[tor-dev] Thoughts on Proposal 203 [Avoiding censorship by impersonating a HTTPS server]

Fri Sep 13 07:59:43 UTC 2013

On 2013-09-12 22:00 , Kevin Butler wrote:
[..]
> I should have made my assumptions clearer. I am assuming the CA is
> compromised in this idea. I have assumed it is easy to make a
> counterfeit and valid cert from the root but it is hard(read infeasible)
> to generate one with the same fingerprint of the cert the server
> actually has.
> 
> This is the key point that I think helps against a MITM, if the
> fingerprint of the cert we recieved doesn't match with what the server
> sent us in the hmac'd value, then we assume MITM and do nothing.

That should take care of that indeed.

[..]
>     >   * The users Tor client (assuming they added the bridge), connects to
>     >     the server over https(tls) to the root domain. It should also
>     >     downloads all the resources attached to the main page, emulating a
>     >     web browser for the initial document.
> 
>     And that is where the trick lies, you basically would have to ask a real
>     browser to do so as timing, how many items are fetched and how,
>     User-Agent and everything are clear signatures of that browser.
> 
>     As such, don't ever emulate. The above project would fit this quite well
>     (though we avoid any use of HTTPS due to the cert concerns above).
> 
> I was hoping we could do some cool client integration with selenium or
> firefox or something, but it's really out of scope of what I was
> thinking about.

Or a very minimal plugin into the browser that talks to a daemon that
does most of the heavy lifting. That way there is no need for selenium
or anything else that might differ from a real browser and plugins can
exist for a variety of browsers (chrome/chromium is what we have at the
moment), and when a new one comes out people can just upgrade as it is
not that tightly bound to it.

[..]
>     >         This cookie should pretty much look like any session
>     >         cookie that comes out of rails, drupal, asp, anyone who's
>     doing
>     >         cookie sessions correctly. Once the cookie is added to the
>     >         headers, just serve the document as usual. Essentially this
>     >         should all be possible in an apache/nginx module as the page
>     >         content shouldn't matter.
> 
>     While you can likely do it as a module, you will likely need to store
>     these details outside due to differences in threading/forking models of
>     apache modules (likely the same for nginx, I did not invest time in
>     making that module for our thing yet, though with an externalized part
>     that is easy to do at one point)
> 
> I'm hoping someone with more domain knowledge on this can comment here
> :) But yeah, I'm sure it's implementable.

The knowhow is there, we got a module also on the server side, just not
had the time to get everything working in that setup; if that works
though nginx will be done too. (Although at the moment way is to have
nginx on the front, let it proxy to Apache and have the module there)

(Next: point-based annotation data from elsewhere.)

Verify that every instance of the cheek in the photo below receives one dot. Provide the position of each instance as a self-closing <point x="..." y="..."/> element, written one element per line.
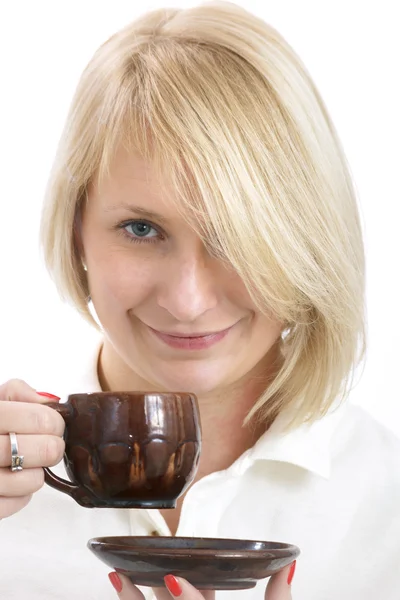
<point x="121" y="280"/>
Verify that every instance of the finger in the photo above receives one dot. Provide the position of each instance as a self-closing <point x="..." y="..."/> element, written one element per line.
<point x="37" y="450"/>
<point x="24" y="417"/>
<point x="9" y="506"/>
<point x="124" y="587"/>
<point x="16" y="390"/>
<point x="182" y="589"/>
<point x="23" y="483"/>
<point x="279" y="586"/>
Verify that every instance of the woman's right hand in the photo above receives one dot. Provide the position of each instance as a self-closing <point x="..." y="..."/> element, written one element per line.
<point x="39" y="431"/>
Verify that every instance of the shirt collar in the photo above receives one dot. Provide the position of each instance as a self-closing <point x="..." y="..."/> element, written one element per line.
<point x="308" y="446"/>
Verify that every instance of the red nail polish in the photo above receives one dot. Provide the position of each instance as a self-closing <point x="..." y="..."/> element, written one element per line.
<point x="291" y="572"/>
<point x="173" y="585"/>
<point x="46" y="395"/>
<point x="115" y="580"/>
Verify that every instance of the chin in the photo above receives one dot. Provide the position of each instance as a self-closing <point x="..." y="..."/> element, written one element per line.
<point x="199" y="382"/>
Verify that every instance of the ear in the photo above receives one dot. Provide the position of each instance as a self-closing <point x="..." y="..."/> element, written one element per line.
<point x="77" y="236"/>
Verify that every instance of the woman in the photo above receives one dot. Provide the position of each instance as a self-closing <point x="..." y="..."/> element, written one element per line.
<point x="200" y="209"/>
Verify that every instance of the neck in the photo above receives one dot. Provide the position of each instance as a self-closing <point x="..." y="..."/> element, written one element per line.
<point x="222" y="412"/>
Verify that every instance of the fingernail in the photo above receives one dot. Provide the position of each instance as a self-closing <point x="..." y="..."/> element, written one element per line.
<point x="291" y="572"/>
<point x="46" y="395"/>
<point x="173" y="585"/>
<point x="115" y="580"/>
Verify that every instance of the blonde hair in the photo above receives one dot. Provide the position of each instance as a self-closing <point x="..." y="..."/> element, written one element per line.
<point x="220" y="103"/>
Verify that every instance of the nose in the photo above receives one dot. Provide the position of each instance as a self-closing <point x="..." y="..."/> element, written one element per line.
<point x="189" y="286"/>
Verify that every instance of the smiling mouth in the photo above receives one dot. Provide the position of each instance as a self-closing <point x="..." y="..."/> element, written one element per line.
<point x="191" y="341"/>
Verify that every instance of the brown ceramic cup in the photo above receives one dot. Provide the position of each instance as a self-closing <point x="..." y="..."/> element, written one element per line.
<point x="128" y="449"/>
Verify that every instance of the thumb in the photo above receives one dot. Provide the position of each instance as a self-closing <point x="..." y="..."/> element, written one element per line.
<point x="279" y="586"/>
<point x="124" y="587"/>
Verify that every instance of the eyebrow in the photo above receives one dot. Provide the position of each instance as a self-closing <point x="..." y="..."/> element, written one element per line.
<point x="138" y="210"/>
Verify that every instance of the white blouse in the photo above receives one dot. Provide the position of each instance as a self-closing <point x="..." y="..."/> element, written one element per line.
<point x="331" y="488"/>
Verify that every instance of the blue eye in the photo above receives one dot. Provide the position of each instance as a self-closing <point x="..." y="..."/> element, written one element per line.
<point x="140" y="229"/>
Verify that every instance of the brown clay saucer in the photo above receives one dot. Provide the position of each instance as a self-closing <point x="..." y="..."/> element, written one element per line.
<point x="207" y="563"/>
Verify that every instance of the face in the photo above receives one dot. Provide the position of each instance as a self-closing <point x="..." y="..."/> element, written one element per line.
<point x="173" y="315"/>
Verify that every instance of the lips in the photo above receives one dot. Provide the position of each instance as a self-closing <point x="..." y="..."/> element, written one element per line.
<point x="192" y="341"/>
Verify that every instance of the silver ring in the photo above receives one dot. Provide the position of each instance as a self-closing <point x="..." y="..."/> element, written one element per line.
<point x="16" y="459"/>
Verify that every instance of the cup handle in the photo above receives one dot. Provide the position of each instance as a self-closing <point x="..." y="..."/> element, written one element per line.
<point x="56" y="482"/>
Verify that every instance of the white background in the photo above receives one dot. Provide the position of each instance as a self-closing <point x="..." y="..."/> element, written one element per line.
<point x="351" y="48"/>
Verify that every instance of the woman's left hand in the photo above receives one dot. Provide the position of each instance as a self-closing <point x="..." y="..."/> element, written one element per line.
<point x="278" y="588"/>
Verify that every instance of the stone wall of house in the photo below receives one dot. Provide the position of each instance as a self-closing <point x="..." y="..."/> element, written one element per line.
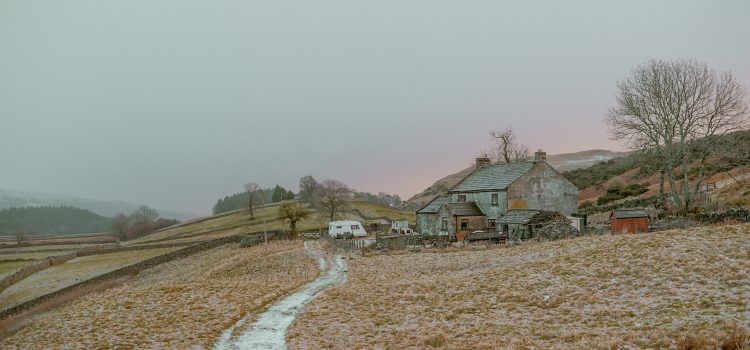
<point x="543" y="188"/>
<point x="558" y="227"/>
<point x="427" y="223"/>
<point x="484" y="202"/>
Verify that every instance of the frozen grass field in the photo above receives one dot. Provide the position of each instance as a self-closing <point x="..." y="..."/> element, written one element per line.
<point x="670" y="289"/>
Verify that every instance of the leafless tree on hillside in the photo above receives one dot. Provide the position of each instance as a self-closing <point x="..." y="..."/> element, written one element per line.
<point x="507" y="147"/>
<point x="677" y="109"/>
<point x="307" y="186"/>
<point x="120" y="224"/>
<point x="254" y="196"/>
<point x="293" y="212"/>
<point x="144" y="215"/>
<point x="332" y="198"/>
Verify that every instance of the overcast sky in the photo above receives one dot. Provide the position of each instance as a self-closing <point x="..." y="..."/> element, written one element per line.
<point x="176" y="103"/>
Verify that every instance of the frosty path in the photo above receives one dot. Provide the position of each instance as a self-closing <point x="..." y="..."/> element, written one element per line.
<point x="269" y="331"/>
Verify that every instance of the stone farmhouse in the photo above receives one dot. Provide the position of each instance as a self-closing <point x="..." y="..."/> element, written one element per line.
<point x="485" y="196"/>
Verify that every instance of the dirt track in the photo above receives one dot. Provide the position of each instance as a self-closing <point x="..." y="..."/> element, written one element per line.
<point x="269" y="331"/>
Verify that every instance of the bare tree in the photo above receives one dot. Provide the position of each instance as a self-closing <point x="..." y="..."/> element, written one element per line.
<point x="507" y="148"/>
<point x="144" y="215"/>
<point x="677" y="110"/>
<point x="332" y="198"/>
<point x="120" y="224"/>
<point x="254" y="197"/>
<point x="293" y="212"/>
<point x="307" y="186"/>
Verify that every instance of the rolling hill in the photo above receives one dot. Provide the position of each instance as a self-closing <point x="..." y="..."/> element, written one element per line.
<point x="561" y="162"/>
<point x="18" y="199"/>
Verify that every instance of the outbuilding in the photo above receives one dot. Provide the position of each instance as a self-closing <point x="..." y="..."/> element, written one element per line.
<point x="633" y="220"/>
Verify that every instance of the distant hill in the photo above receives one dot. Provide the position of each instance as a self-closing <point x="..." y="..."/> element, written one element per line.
<point x="584" y="159"/>
<point x="51" y="220"/>
<point x="11" y="198"/>
<point x="561" y="162"/>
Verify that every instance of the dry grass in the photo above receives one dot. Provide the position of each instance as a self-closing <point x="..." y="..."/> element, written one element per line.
<point x="182" y="304"/>
<point x="71" y="272"/>
<point x="70" y="247"/>
<point x="688" y="289"/>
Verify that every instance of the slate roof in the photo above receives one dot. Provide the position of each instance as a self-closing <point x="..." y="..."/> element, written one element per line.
<point x="493" y="177"/>
<point x="526" y="216"/>
<point x="629" y="213"/>
<point x="434" y="206"/>
<point x="465" y="209"/>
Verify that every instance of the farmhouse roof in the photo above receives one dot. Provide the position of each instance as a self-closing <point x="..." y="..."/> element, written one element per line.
<point x="525" y="216"/>
<point x="629" y="213"/>
<point x="493" y="177"/>
<point x="465" y="209"/>
<point x="434" y="205"/>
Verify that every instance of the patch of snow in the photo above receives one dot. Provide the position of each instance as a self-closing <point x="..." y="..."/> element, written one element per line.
<point x="269" y="331"/>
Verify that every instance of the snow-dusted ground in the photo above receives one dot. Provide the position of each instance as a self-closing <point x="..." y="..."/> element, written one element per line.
<point x="269" y="331"/>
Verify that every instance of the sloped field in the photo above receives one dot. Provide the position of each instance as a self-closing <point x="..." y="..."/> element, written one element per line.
<point x="182" y="304"/>
<point x="671" y="290"/>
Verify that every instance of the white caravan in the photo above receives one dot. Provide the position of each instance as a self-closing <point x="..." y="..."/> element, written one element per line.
<point x="338" y="229"/>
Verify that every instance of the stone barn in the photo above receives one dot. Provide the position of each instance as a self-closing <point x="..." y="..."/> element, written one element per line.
<point x="483" y="197"/>
<point x="629" y="220"/>
<point x="523" y="224"/>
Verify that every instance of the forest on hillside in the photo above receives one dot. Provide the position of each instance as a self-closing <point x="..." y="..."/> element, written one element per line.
<point x="51" y="220"/>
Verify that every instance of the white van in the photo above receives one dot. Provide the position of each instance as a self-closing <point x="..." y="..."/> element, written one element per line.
<point x="338" y="229"/>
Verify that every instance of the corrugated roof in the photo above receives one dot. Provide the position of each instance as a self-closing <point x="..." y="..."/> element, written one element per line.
<point x="518" y="216"/>
<point x="629" y="213"/>
<point x="433" y="206"/>
<point x="493" y="177"/>
<point x="465" y="209"/>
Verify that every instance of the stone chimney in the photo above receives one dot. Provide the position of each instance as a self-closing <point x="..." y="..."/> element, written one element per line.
<point x="482" y="162"/>
<point x="540" y="156"/>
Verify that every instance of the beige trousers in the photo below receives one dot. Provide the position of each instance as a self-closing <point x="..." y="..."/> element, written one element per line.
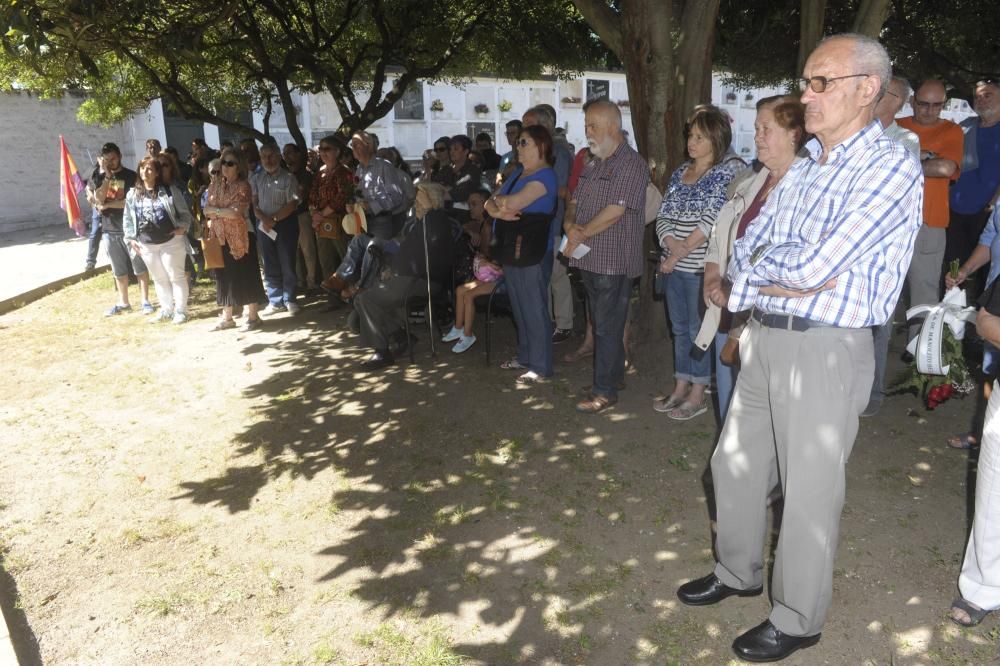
<point x="793" y="419"/>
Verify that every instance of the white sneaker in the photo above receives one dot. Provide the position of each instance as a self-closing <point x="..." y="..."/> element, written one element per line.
<point x="452" y="335"/>
<point x="272" y="309"/>
<point x="463" y="344"/>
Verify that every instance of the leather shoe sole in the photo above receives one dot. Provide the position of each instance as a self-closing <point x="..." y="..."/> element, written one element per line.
<point x="766" y="643"/>
<point x="710" y="590"/>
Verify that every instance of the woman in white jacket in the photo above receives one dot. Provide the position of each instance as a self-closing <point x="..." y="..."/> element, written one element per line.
<point x="779" y="134"/>
<point x="156" y="220"/>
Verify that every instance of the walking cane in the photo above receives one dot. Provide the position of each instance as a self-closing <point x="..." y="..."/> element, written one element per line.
<point x="427" y="279"/>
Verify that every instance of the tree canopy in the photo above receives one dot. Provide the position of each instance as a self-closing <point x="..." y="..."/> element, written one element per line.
<point x="204" y="59"/>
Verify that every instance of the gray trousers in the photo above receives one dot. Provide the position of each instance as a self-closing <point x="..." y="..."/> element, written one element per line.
<point x="380" y="309"/>
<point x="793" y="419"/>
<point x="924" y="276"/>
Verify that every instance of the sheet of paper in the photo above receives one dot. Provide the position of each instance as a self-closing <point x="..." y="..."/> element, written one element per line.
<point x="579" y="253"/>
<point x="272" y="234"/>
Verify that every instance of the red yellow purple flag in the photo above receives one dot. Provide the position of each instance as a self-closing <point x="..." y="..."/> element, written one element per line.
<point x="70" y="185"/>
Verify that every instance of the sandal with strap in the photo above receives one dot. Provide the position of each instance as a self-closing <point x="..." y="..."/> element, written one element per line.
<point x="974" y="614"/>
<point x="963" y="441"/>
<point x="593" y="404"/>
<point x="688" y="410"/>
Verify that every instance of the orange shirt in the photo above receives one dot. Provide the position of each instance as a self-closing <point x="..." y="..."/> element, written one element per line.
<point x="944" y="139"/>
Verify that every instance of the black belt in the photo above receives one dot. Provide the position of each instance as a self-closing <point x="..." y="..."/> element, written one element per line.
<point x="785" y="322"/>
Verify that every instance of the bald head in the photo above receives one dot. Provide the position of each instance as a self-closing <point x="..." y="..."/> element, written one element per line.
<point x="928" y="102"/>
<point x="603" y="125"/>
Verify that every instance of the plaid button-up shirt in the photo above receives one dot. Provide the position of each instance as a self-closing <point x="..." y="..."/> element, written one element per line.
<point x="853" y="218"/>
<point x="619" y="180"/>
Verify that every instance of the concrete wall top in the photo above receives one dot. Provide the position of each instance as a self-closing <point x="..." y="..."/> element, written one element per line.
<point x="29" y="135"/>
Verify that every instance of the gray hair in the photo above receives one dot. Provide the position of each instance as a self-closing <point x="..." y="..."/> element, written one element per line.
<point x="870" y="57"/>
<point x="608" y="109"/>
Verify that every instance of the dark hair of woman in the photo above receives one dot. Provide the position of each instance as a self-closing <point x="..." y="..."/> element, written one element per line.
<point x="543" y="139"/>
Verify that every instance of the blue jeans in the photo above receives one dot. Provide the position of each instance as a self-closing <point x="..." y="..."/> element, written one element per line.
<point x="683" y="309"/>
<point x="607" y="298"/>
<point x="529" y="299"/>
<point x="94" y="239"/>
<point x="279" y="261"/>
<point x="725" y="377"/>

The finishing part and the 'getting it out there' is hopefully soon, but
likely around the end of october timeframe... depending on a lot of
factors though.

[..]
>     The moment you do a ratelimit you are denying possibly legit clients.
>     The only thing an adversary has to do is create $ratelimit amount of
>     requests, presto.
> 
> Hadn't considered that, Good point. We could rely on probabilities, but
> I would prefer some kinda hellban ability once a censors ip has been
> determined (act normal just dont let their actions ever do anything)

As some just use the IP of the client, blocking the 'censor' is the same
as blocking the client. IP based is not the way to go unfortunately.

[..]
>     >   * So, how does the client figure out the url to use for wss://?
>     Using
>     >     the cache headers, the client should be able to determine
>     which file
>     >     is F.
> 
>     I think this is a cool idea (using cache times), though it can be hard
>     to get this right, some websites set nearly unlimited expiration times
>     on very static content. Thus you always need to be above that, how do
>     you ensure that?
> 
> I guess I should have outlined that clearer. F is determined by whatever
> file has the longest cache time of the document served normally, if they
> put it to 50 years, we use that one, if they put two to an equal time,
> then the client and server will just use the first one that appears in
> the document. We are not to generate our own files for the computation
> process as that will lead our servers to be identifiable. Plus remember
> we have the ability to change headers, so if they're setting everything
> to some invalid infinity option, we just change it to 10years on the
> fly, I don't see this being a blocker. 

Very good points, thanks for the elaboration.

>     Also, it kind of assumes that you are running this on an existing
>     website with HTTPS support...
> 
> Yes, the website will need to support https, but these days you're being
> negligent to your users anyway if you're not allowing them https. 

With SNA it is getting easier to just have multiple single-host certs on
the same webserver, but otherwise one has to resort to a wildcard cert
and those typically will cost some dear money every year.

CACert.org unfortunately is not a standard root CA yet and using CACert
means for a censor that your audience is not seeing the lock either thus
if they want to block they likely don't hurt too many folks.

Note that scanning sites for SSL certs and thus seeing the hostname for
that site allows the censor to do a lot of things: blocking on
properties of the cert, checking if the forward DNS lookup for that cert
matches the host it is served on.

IMHO certs in general give off too many details about a site making
scanning possible and easier to do along with easier to block.

> Does that clear any of your concerns at all? 

Definitely.

Greets,
 Jeroen